From July 17 to 24, Israelis Raz Bittan and Etay Levi, both 18, visited New Jersey as guests of Hoop Connections, a program of the Jewish Federation of Greater MetroWest NJ and its partners.
Afterward, they and four local teens headed to Israel, where they once again ran basketball clinics, performed community service, and did some sightseeing.
Raz and Etay, who have just finished high school, are from Ofakim, one of the communities twinned with the Greater MetroWest federation through the Jewish Agency’s Partnership2Gether program.
The boys are taking part in a program started five years ago by Craig Goldman, athletic director at Joseph Kushner Hebrew Academy/Rae Kushner Yeshiva High School in Livingston with help from P2G and the federation’s Legow Family Israel Program Center
Each year, three American teens have spent five days in Israel for a “chance to connect with Ofakim teens while doing important hesed (loving-kindness) — giving kids there a chance to have a week of camp they would not have without us,” said Goldman, taking a few minutes out from helping this year’s group work with youngsters at the YM-YWHA of Union County on July 24. “It’s been wonderful.”

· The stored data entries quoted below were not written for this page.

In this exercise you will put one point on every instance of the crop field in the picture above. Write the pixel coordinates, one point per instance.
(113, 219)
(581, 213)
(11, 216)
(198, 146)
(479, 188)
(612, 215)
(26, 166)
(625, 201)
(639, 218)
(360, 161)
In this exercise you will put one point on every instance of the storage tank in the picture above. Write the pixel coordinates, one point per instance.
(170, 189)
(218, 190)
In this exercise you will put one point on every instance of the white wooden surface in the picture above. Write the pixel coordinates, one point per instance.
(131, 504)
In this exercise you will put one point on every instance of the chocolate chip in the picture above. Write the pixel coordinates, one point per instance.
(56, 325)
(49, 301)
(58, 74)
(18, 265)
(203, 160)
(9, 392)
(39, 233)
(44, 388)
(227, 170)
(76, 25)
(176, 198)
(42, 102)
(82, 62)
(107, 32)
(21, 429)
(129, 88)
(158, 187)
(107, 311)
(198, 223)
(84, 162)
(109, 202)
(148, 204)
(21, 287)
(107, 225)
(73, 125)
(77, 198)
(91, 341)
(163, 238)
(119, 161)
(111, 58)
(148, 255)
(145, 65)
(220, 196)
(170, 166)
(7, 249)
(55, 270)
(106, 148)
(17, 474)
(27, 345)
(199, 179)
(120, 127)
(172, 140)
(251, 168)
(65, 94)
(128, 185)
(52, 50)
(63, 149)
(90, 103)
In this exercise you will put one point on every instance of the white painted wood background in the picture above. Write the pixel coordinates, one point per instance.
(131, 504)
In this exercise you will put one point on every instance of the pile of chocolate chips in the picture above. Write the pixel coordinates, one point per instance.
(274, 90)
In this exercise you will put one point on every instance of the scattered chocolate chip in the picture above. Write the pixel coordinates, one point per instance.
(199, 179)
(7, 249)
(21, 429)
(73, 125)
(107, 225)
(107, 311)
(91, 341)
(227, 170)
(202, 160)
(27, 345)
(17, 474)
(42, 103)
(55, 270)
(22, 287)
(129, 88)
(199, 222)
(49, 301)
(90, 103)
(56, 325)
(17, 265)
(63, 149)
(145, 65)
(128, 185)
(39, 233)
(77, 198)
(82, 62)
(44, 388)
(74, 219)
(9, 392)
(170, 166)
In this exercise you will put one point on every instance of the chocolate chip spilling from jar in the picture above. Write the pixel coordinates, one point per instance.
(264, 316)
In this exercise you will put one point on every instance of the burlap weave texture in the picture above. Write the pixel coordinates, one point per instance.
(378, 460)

This year, for the first time, the program brought Israeli teens to New Jersey.
The local participants, all 17, are Evan Klein and Lior Idan, from West Caldwell, and James Sopher and Shai Adler from West Orange.
In New Jersey, the teens ran clinics, visited tourist sites, and joined forces with volunteers from the federation to help with the ongoing rebuilding process in Union Beach, where Superstorm Sandy caused such devastation last fall.
“It felt good to help,” Etay said.
The group also worked with youngsters at the Gesher summer camp, held on the Kushner campus grounds. On July 23, they were at Camp Yachad, at the JCC of Central New Jersey in Scotch Plains. On Wednesday, they brought their skills to the Union Y.
“It was cool,” a Y camper said of the session with the teen coaches. “I knew how to dribble before, but I never realized how much faster I could do it.”
Now in Israel, the teens are working with youngsters in Ofakim, a “periphery” town in Israel’s under-developed Negev region.
“Many of the [Israeli] kids thought that we were NBA players,” wrote Lior in an e-mail from Israel. “Throughout the day, they asked us to dunk on the 10-foot-high hoops. Their motivation and excitement made it a lot of fun.”
James wrote of the second day: “I enjoyed interacting and on some level befriending many of the kids here in Ofakim, some of whom are close to me in age. I also very much enjoyed the activity we had after work was done, spending time with my friends and follow counselors.”
Rabbi Rafi Tvizer traveled with the Israelis as their chaperone. An Ofakim resident and member of the Partnership2Gether Joint Steering Committee, he has been involved with the program from the start. He is also the rosh yeshiva at Yeshivot Bnei Akiva’s Afikei Aretz in Ofakim. “This is really bridge-building,” he said. “Each side brings their strengths and experience, so we all benefit from the exchange.”